01 April 2008

Notes From My 8AM Chem Class!

Pure substance - matter that cannot be separated into other kinds if matter by any physical process. Element – substance that cannot be broken down by any chemical reaction into simpler substances. Atom – every five minutes of my class, a part of my soul dies. Why am I punishing myself? Please someone, anyone, just kill me now. Just kill me now. No one’s killed me yet. Damn it.



Significant figures 1. All non-zero digits 2. all zeros between non- zero digits 3. ending zeros to right of decimal and non-zero digits 4. zeros at the beginning are NOT significant 5. ending zeros in number without decimal may or may not be significant 6. Oh my god, this never ends. Is it time to leave yet? Oh, it is still the first ten minutes of class. Damn it. That girl just left. Is it time to leave yet? Oh, she is just taking a call. That’s pretty rude. I should pretend to take a call and just leave. Oh, I’ve got an emergency call, I must take my backpack to answer it, I’ll say. This is very important, my mother’s dieing, I’ll say. She needs my backpack, I’ll say. Yes my mother was dieing last time, I do have more than one mother and they are all dieing, I’ll say. That’s right, and my last mother died while I was tying to leave Chem class thanks for fucking bringing it up, I’ll say. You should be sorry, I’ll say.

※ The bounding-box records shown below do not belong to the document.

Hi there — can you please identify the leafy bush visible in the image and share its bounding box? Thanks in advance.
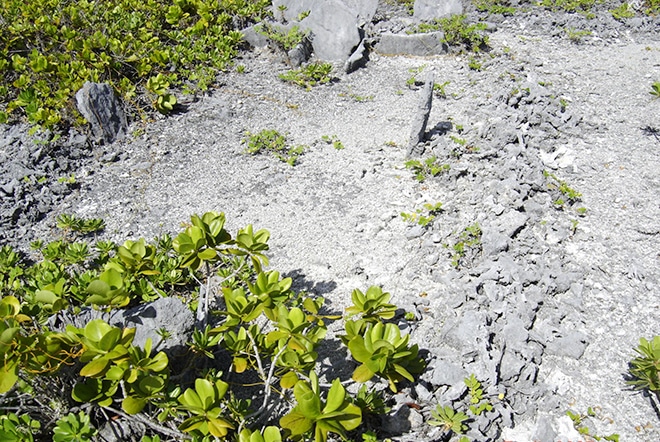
[628,336,660,397]
[404,156,450,183]
[440,14,489,52]
[0,212,424,442]
[539,0,596,17]
[0,0,270,128]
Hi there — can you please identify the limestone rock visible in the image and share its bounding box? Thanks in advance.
[376,31,447,57]
[413,0,463,21]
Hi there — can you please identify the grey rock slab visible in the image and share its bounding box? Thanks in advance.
[344,40,369,74]
[413,0,463,21]
[76,81,128,144]
[301,0,362,61]
[545,330,589,359]
[375,31,447,57]
[430,359,467,385]
[115,297,194,350]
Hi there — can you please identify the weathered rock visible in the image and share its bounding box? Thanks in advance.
[413,0,463,21]
[286,37,313,68]
[76,82,128,144]
[344,40,369,74]
[545,330,589,359]
[407,72,434,156]
[375,31,447,57]
[301,0,362,61]
[112,297,193,350]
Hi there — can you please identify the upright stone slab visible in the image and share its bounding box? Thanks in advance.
[413,0,463,21]
[407,72,434,157]
[76,81,128,144]
[302,0,362,61]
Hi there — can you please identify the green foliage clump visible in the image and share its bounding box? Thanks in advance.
[0,212,424,442]
[539,0,597,17]
[628,336,660,397]
[404,156,450,183]
[472,0,516,15]
[643,0,660,15]
[0,0,270,128]
[566,407,619,442]
[610,2,635,21]
[429,405,469,434]
[451,223,482,267]
[257,23,309,51]
[543,170,582,208]
[243,129,307,166]
[649,81,660,98]
[321,135,344,150]
[279,63,332,90]
[440,14,489,52]
[401,202,442,227]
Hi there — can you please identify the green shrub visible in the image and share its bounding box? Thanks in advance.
[440,14,489,52]
[0,0,270,128]
[279,63,332,90]
[243,129,307,166]
[0,212,424,442]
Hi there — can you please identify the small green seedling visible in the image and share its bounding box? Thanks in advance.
[566,407,619,442]
[429,405,468,434]
[649,81,660,98]
[401,202,442,227]
[628,336,660,399]
[451,223,481,268]
[404,156,450,183]
[243,129,307,166]
[463,373,493,416]
[279,63,332,90]
[321,135,344,150]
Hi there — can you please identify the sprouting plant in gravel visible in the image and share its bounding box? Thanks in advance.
[404,156,450,183]
[643,0,660,15]
[564,28,591,43]
[279,63,332,90]
[321,135,344,150]
[468,57,483,71]
[406,64,426,89]
[401,202,442,227]
[256,23,309,51]
[57,213,105,235]
[472,0,516,15]
[339,88,374,103]
[539,0,597,18]
[628,336,660,400]
[406,18,442,35]
[463,373,493,416]
[433,81,451,98]
[243,129,307,166]
[566,407,619,442]
[428,405,469,434]
[543,170,586,209]
[440,14,488,52]
[451,223,481,267]
[610,2,635,21]
[649,81,660,98]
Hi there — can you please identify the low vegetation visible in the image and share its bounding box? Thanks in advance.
[0,212,425,442]
[0,0,270,128]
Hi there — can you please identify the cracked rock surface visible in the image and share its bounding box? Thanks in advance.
[0,4,660,441]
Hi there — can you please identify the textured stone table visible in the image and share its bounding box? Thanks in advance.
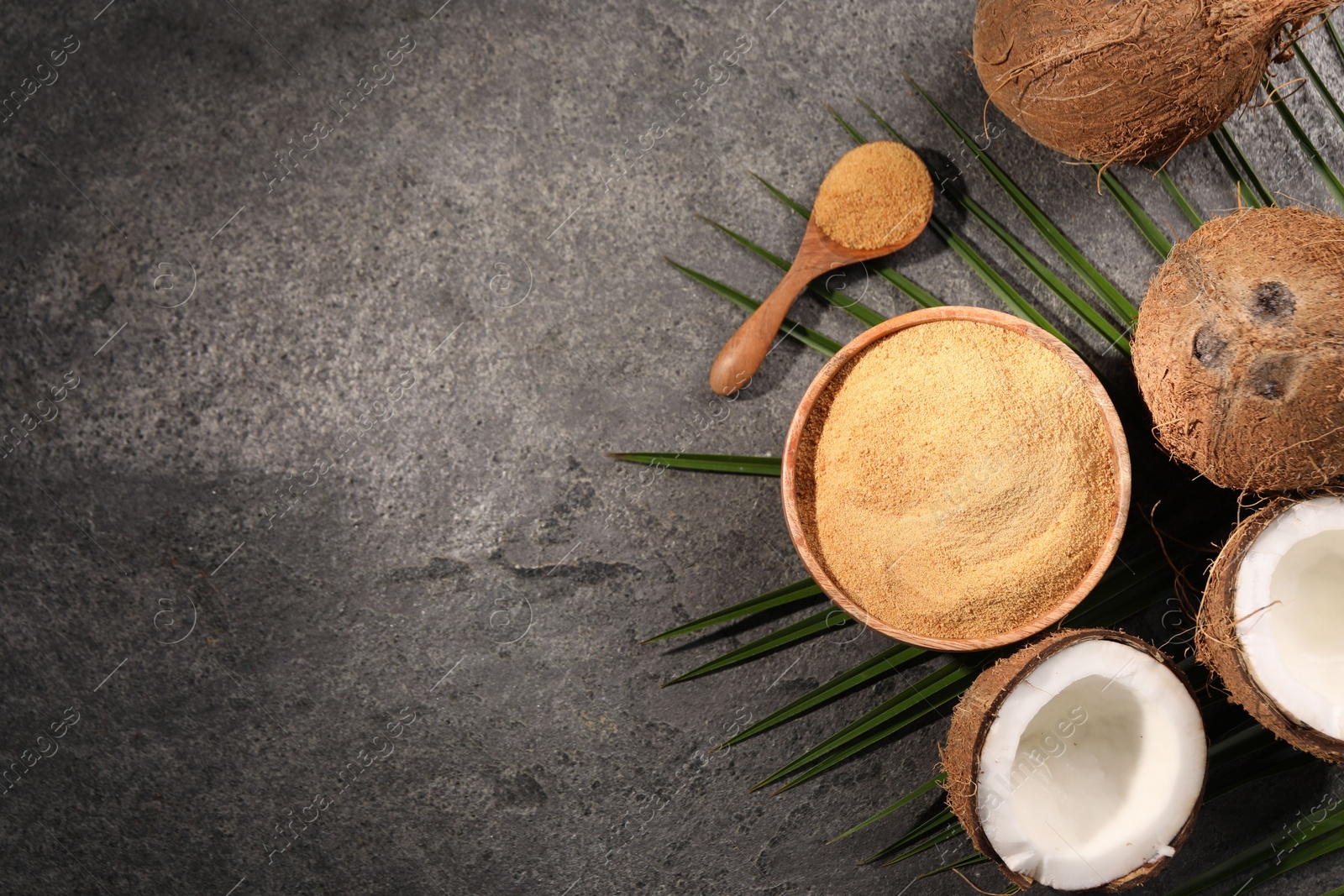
[0,0,1344,896]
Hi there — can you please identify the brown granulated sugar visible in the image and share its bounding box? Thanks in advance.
[813,139,932,249]
[795,321,1117,638]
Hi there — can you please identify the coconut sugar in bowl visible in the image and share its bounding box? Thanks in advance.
[781,307,1131,650]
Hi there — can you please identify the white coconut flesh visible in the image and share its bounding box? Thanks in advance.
[976,639,1207,889]
[1232,497,1344,740]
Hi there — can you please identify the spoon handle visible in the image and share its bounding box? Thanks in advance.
[710,262,820,395]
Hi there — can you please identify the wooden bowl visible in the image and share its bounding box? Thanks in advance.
[780,305,1131,650]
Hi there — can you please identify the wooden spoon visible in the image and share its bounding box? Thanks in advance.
[710,215,929,395]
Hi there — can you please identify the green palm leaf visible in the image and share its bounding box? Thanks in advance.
[882,825,966,867]
[1218,125,1274,206]
[1293,34,1344,134]
[1091,165,1172,258]
[858,804,961,865]
[607,451,781,475]
[664,258,840,358]
[1158,168,1205,230]
[906,76,1138,325]
[664,607,853,686]
[1265,78,1344,208]
[1165,809,1344,896]
[753,658,979,790]
[1208,128,1263,208]
[1321,16,1344,63]
[643,578,824,643]
[919,853,995,892]
[719,643,929,747]
[827,771,948,844]
[929,217,1074,348]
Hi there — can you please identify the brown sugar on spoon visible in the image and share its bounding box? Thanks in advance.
[710,141,932,395]
[811,139,932,249]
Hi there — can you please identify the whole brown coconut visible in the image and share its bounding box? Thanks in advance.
[1133,208,1344,491]
[974,0,1339,164]
[1194,498,1344,762]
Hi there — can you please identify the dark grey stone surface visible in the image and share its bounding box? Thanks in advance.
[0,0,1344,896]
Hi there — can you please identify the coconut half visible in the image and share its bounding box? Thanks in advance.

No, wait, better idea: I’ll have someone call me so I don’t have to make a beeping noise of pretend I’m being vibrated. Pretending to being vibrated is pretty funny, lol.

Wait, did I just laugh out loud?

Did anyone notice me? I should try to inconspicuously look around.

Okay, here I go.



I am positive that there is no way to inconspicuously look around a blank lecture hall. I guess I can pretend that I am really, really interested in the bland walls. It is statistically more probable to be interested in bland walls than to be interested in chemistry. Okay, here I go.



Oh my god, It looks like they are watching home videos from Auschwitz. I couldn’t have laughed, because all positive emotions are nullified be the abyss that is 8:00 AM Chem 101 in Forum Hall 103. I think looking at their faces made my day worse. Seriously, I feel awful. Like I’m vomiting poop. Like someone kicked my puppy, and by kicked I mean skewered and by puppy I mean my penis. I probably should be taking actual notes.



1in = 2.54 cm. 1 lb = 453.6 g. 1 cm3 = Why am I punishing myself? Please someone, anyone, just kill me now. Just kill me now. No one’s killed me yet. Damn it.